Le plan du quatuor à cordes est calqué sur celui de la sonate: deux mouvements rapides encadrant un mouvement lent auquel s’ajoute parfois un menuet ou un scherzo. Son originalité n’est donc pas dans sa construction formelle, qu’il a en commun avec la sonate et tous ses dérivés, mais dans l’agencement sonore de quatre voix instrumentales assez différentes pour qu’on puisse suivre chacune d’elles à travers les développements d’une œuvre, assez proches parentes pour s’équilibrer harmonieusement.

Considéré de la sorte, le quatuor n’est pas le fruit d’une génération spontanée, survenue vers 1760, mais l’aboutissement d’une longue évolution, capricieuse, discontinue, du moins en apparence, mais tout de même indéniable.

Sans remonter au Moyen Âge, on trouve chez les musiciens de la Renaissance une prédilection pour des ensembles polyphoniques dont le plus équilibré était le quatuor soprano-alto-ténor-basse, couvrant toute l’étendue de la voix humaine. Le mode d’écriture alors en usage, le contrepoint, dans lequel chaque partie était traitée mélodiquement et l’intérêt également réparti entre elles (au lieu que plus tard, sous le régime de la monodie accompagnée, la voix supérieure monopolisera l’attention), convenait à merveille au quatuor vocal. Il n’est pas surprenant qu’au moment où se créa une musique instrumentale, reflet, à ses débuts, de la musique vocale, et ne s’en affranchissant que par un processus assez lent, les compositeurs aient été séduits par le dispositif du quatuor.

Dans les pays où le violon s’était imposé de bonne heure, on trouve incidemment des œuvres destinées à quatre violons de formats différents; ainsi, en 1532, dans la Musica Teusch... de Hanns Gerle, une fugue aux quatre voix parfaitement équilibrées, ou, vers 1550, à Paris, des Danceries pour quatre violes, ou encore, un siècle plus tard, dans la Musurgia universalis du père Athanase Kircher (1650), une savante Symphonia à quatre de Gregorio Allegri (duoi violini , alto et basso di viola ), à laquelle font pendant, publiées par Ballard, des Pièces pour violon à quatre parties (1665) qui presque toutes ressortissent au répertoire de la danse.

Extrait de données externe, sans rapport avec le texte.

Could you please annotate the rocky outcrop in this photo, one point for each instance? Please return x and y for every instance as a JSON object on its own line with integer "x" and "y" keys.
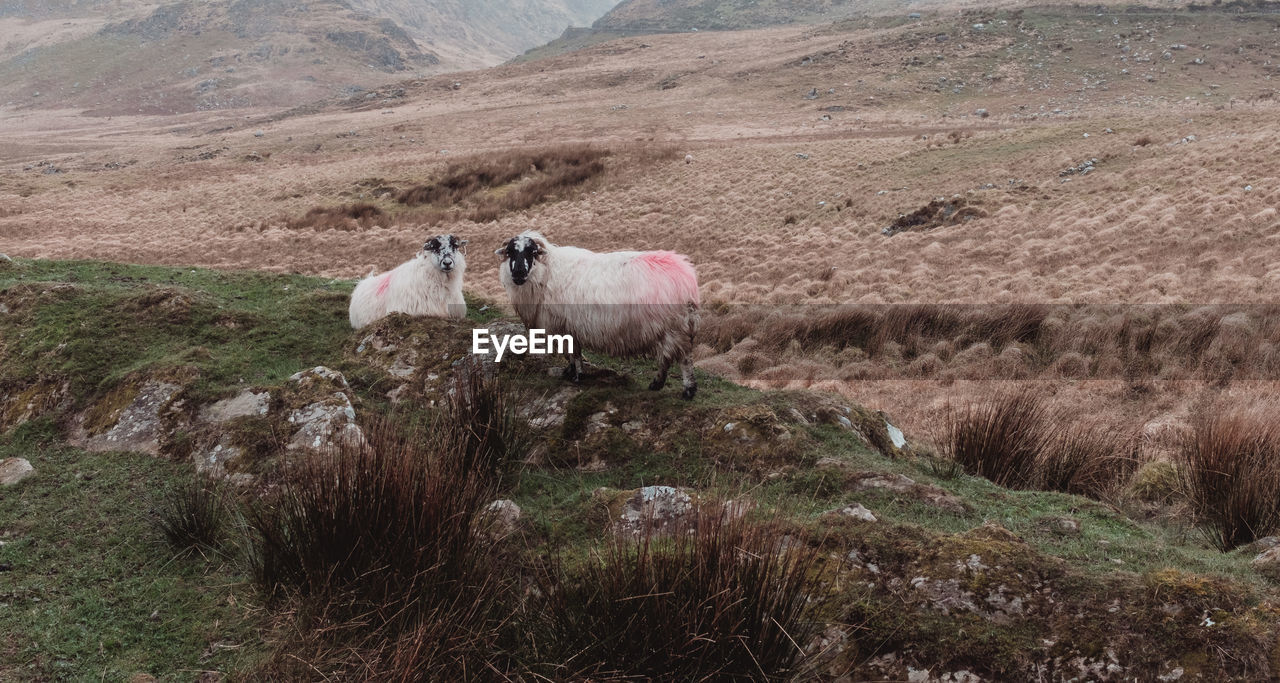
{"x": 137, "y": 425}
{"x": 14, "y": 470}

Si de telles œuvres, annonciatrices du futur quatuor à cordes, n’apparaissent dans l’Europe continentale, pendant deux siècles, qu’assez rarement et à intervalles irréguliers, il n’en est pas de même en Angleterre qui fait bien davantage figure de précurseur. De la seconde moitié du XVIe siècle au début du XVIIIe, on pratique assidûment dans les familles anglaises, nobles ou bourgeoises, où la musique est en honneur, un répertoire de pièces écrites pour de petits ensembles de violes (quatre, cinq ou six instruments) sans accompagnement de luth ou de clavier. L’armoire aux violes (chest of viols ) a sa place dans tous les appartements de quelque confort, et les Fantaisies destinées aux instruments qu’elles renferment sont si traditionnellement réservées aux archets qu’on appelle broken consorts (concerts brisés) les musiques dans lesquelles ils s’adjoignent d’autres instruments. Ce répertoire restera fidèle à l’écriture contrapuntique fort avant dans la période pendant laquelle, sur le Continent, la sonate pour un instrument monodique et basse continue attaquera puis évincera l’ancienne polyphonie.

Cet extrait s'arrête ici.